Strong showing for Penguin Random House on shortlist for Royal Society Insight Investment Science Book Prize 2018


Five Penguin Random House UK titles have been named on the six-strong shortlist for The Royal Society Insight Investment Science Book Prize 2018, which celebrates the best of science writing for a non-specialist audience. These are:

  • Inventing Ourselves: The Secret Life of the Teenage Brain by Sarah-Jayne Blakemore (Doubleday)
  • The Unexpected Truth About Animals by Lucy Cooke (Doubleday/Black Swan)
  • The Beautiful Cure: Harnessing Your Body’s Natural Defences by Daniel M Davis (Bodley Head)
  • Hello World: How to be Human in the Age of the Machine by Hannah Fry (Doubleday)
  • Liquid: The Delightful and Dangerous Substances That Flow Through Our Lives by Mark Miodownik (Viking)

In Inventing Ourselves, award-winning neuroscientist Sarah-Jayne Blakemore has revolutionised the way we think about the brain. In her exciting book debut, she explains the adolescent brain, its transformations, and how it ultimately shapes the adults we become. Robert Winston calls it “beautifully written with clarity, expertise and honesty about the most important subject for all of us all. I couldn’t put it down.”

The Unexpected Truth About Animals sees zoologist and award-winning broadcaster Lucy Cooke explore centuries of animals myths, revealing the fascinating and often hilarious truths behind some of the strangest animal theories. Described by Chris Packham as “an eye-opening, informative and hysterical history of our ideas about animals”, the book stars a menagerie of the misunderstood, including feminist hyenas, exploding bats, and perverted penguins.

In The Beautiful Cure, pioneering immunologist Professor Daniel Davis introduces the revolutionary new science of the immune system; examining break-through medical cures and how stress, sleep and ageing all affect our health. Stephen Fry has described it as “one of those books that makes you look at everything human in a new, challenging and thrilling way”, whilst Bill Bryson says it “brilliantly conveys the excitement of scientific discovery.”

Mathematician Hannah Fry’s Hello World takes readers on a tour of the algorithms that surround us, lifting the lid on their inner workings to examine whether they really are an improvement on the humans they replace. Adam Rutherford calls it “wise, sharp and witty, the definitive guide to living in the age of social media, algorithms and automation.” Hello World is published on 6th September.

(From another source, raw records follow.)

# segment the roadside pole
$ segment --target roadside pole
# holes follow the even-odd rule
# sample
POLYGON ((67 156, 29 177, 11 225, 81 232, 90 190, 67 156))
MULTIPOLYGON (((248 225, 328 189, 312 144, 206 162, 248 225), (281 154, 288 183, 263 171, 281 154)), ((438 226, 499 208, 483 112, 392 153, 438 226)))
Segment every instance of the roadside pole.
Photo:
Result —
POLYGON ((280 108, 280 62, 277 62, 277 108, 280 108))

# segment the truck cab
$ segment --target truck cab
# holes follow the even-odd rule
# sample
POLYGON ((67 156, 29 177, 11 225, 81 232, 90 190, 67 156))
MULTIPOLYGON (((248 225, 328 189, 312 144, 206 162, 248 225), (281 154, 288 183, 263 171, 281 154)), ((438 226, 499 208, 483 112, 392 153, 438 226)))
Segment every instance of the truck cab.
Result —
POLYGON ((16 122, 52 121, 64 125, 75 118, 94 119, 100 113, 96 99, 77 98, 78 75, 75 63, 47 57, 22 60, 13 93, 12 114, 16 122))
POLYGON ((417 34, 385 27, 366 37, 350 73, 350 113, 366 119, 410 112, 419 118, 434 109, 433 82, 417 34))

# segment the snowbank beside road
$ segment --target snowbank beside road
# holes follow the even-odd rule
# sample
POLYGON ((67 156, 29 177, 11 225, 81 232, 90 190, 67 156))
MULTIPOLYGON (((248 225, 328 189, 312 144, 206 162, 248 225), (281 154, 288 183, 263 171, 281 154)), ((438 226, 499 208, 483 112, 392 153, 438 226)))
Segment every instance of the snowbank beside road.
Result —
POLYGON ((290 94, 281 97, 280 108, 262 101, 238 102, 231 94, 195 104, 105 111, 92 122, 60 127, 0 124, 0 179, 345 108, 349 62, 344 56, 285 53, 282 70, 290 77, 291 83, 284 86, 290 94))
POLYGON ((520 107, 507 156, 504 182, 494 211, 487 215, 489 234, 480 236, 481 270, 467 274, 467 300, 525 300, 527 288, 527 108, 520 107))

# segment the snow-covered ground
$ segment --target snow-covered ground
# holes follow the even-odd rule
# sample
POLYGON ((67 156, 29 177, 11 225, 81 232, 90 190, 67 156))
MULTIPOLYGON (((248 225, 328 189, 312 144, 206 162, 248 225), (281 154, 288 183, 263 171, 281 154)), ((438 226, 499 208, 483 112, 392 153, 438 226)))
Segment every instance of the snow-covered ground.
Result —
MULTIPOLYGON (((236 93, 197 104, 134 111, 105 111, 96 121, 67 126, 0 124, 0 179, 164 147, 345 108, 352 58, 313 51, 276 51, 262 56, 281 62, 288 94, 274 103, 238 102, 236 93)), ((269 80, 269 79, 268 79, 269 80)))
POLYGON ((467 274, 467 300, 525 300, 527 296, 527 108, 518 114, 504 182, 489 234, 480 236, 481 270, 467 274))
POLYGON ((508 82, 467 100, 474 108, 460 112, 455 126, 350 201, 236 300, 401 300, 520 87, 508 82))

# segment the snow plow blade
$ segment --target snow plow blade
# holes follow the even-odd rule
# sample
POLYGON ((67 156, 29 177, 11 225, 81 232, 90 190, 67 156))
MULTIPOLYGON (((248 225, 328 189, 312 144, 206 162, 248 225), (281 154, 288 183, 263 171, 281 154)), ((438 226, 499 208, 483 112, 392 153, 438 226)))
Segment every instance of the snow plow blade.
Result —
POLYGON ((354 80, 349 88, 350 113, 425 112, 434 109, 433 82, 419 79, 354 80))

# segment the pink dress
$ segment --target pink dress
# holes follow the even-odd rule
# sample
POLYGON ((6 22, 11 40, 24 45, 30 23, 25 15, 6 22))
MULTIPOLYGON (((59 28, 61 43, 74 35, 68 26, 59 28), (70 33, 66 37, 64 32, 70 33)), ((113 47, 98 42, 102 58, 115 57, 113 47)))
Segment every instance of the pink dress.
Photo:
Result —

Former winner Mark Miodownik, whose Stuff Matters took the Royal Society Insight Investment Science Book Prize in 2014, is shortlisted for his latest book, Liquid, which takes readers on a fascinating tour of liquids and their mysterious properties:  the droplets, heartbeats and ocean waves we encounter day-to-day. Liquid is published on 6th September.

The other title named on the shortlist is Exactly: How Precision Engineers Created the Modern World by Simon Winchester, published by William Collins.

The Prize

First awarded in 1988, the Royal Society Insight Investment Science Book Prize has celebrated outstanding popular science writing and authors for over 30 years.

The winner will be announced at an award ceremony on Monday 1st October 2018.

Previous Penguin Random House winners of the prize include Bill Bryson for A Short History of Nearly Everything (Doubleday), Stephen Hawking’s The Universe in a Nutshell (Bantam Press), Gaia Vince’s Adventures in the Anthropocene (Chatto & Windus), and Jared Diamond, with Guns, Germs and Steel (Jonathan Cape).